One of the biggest buyouts in history back in 2007 is soon to be one of the biggest bankruptcies.
And because they are in the red, they don’t pay any corporate income taxes.
But Oncor still collects them from you.
“Oncor, the electric utility that serves north Texas, is collecting in rates in excess of $230-million for federal income taxes. However, neither OnCor nor its majority owner Energy future Holdings, owe, pay federal income taxes at the moment. So in essence, what’s happening is, Oncor is collecting this money for a federal income tax bill that does not exist,” says Jake Dyer of the Texas Coalition for Affordable Power
These taxes are collected by the delivery company OnCor just as though it was a private corporation paying its own taxes.
But it doesn’t.
“We’ve paid them over $14-million over the past 5 years for them to pay taxes,” says Chris Schein of OnCor.
“But they don’t owe any taxes because they don’t make a profit,” we responded.
“You’ll have to talk to them about that,” He answered. “I believe your statement is not factually correct.”
Actually we did check with the parent company, and the statement is correct.
“We send out those tax amounts to our owners so that they can pay our share of the taxes,” Schein says.

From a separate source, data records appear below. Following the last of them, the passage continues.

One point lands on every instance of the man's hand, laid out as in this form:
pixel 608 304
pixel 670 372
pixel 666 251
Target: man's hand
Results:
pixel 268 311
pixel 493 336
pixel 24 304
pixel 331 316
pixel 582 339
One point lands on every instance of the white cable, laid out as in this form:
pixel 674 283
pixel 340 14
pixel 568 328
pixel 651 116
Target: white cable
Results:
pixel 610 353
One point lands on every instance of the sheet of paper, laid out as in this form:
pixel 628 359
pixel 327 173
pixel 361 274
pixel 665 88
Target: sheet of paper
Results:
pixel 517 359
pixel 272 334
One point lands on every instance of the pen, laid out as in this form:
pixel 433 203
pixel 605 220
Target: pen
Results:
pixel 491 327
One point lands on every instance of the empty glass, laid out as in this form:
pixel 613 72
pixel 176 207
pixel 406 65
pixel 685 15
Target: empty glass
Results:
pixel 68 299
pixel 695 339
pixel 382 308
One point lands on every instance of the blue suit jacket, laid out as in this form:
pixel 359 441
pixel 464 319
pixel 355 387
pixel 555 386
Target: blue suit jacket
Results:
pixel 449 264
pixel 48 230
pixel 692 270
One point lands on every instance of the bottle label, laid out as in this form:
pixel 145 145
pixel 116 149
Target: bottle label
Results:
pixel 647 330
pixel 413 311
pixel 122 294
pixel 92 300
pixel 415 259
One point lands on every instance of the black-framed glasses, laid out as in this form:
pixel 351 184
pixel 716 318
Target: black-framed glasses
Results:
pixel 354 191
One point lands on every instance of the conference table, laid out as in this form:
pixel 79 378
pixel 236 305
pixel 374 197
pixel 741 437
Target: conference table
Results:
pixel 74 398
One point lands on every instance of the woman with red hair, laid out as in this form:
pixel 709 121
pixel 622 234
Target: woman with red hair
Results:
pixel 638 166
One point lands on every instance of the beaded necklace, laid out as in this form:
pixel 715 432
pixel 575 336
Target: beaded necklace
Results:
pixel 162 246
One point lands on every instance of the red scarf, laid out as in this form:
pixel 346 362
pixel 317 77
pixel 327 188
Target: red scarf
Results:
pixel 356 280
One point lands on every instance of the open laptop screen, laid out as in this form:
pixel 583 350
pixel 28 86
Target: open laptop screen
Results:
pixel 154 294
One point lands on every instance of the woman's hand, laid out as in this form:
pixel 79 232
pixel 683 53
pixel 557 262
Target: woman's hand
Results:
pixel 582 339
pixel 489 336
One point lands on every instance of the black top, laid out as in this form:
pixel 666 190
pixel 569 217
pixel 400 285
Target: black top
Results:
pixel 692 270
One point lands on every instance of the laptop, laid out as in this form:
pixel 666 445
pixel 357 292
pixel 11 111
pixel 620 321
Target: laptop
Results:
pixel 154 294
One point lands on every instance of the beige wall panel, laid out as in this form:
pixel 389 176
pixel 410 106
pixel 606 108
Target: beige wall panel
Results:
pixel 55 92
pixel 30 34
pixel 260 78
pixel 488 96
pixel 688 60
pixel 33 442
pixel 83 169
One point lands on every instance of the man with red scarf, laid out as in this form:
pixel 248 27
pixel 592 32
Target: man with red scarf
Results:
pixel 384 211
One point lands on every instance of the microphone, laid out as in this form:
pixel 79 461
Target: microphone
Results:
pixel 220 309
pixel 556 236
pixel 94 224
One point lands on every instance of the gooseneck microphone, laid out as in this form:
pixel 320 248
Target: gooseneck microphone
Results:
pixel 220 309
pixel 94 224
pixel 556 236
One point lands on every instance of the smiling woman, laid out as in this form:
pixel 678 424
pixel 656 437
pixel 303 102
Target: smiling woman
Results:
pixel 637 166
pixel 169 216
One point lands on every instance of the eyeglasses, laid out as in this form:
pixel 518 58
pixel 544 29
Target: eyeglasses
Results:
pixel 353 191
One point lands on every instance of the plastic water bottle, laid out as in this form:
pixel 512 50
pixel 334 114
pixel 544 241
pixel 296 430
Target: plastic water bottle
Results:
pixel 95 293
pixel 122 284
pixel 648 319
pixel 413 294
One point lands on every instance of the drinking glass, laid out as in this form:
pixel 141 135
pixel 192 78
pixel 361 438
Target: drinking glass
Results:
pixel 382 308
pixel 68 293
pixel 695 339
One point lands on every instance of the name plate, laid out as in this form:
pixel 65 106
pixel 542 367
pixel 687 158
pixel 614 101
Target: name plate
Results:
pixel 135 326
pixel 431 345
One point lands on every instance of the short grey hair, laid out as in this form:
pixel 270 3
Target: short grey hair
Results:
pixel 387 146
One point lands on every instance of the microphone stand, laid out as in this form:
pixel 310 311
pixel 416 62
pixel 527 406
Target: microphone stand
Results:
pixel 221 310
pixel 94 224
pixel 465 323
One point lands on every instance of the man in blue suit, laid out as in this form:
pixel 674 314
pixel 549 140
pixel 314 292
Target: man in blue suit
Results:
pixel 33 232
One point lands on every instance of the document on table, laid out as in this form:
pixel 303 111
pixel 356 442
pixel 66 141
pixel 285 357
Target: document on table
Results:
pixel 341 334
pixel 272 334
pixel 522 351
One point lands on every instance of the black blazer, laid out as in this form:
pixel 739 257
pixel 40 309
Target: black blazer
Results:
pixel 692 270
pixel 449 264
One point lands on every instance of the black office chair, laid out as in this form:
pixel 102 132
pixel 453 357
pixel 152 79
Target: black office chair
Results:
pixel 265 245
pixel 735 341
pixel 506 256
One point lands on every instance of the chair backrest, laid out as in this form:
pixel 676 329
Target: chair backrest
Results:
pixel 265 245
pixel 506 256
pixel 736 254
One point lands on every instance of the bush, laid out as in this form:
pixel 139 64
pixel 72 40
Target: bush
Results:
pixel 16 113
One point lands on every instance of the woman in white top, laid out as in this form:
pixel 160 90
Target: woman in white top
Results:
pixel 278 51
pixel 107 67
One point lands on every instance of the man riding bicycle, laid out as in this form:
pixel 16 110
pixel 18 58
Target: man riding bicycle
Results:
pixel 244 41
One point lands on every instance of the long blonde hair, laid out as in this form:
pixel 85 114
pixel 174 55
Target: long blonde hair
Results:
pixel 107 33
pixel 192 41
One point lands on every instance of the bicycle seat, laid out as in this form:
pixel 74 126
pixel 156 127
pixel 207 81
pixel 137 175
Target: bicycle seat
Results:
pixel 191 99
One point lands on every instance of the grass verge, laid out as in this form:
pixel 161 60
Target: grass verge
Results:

“But you’re sendingup a miniscule amount compared to what you’re collecting. If your figures are correct, your sending $14-million compared to $800-million you’ve got in the account,” we answered.
“That’s right,” he said, “that will be used to lower customer bills in the future.”
The Public Utility Commission could cut that back, as they did for Centerpoint , which is the Oncor equivalent for Reliant Energy down in Houston.
But they haven’t, and two bills in the Texas House and Senate, filed by Republicans from Houston and College Station, would strip them of even that power.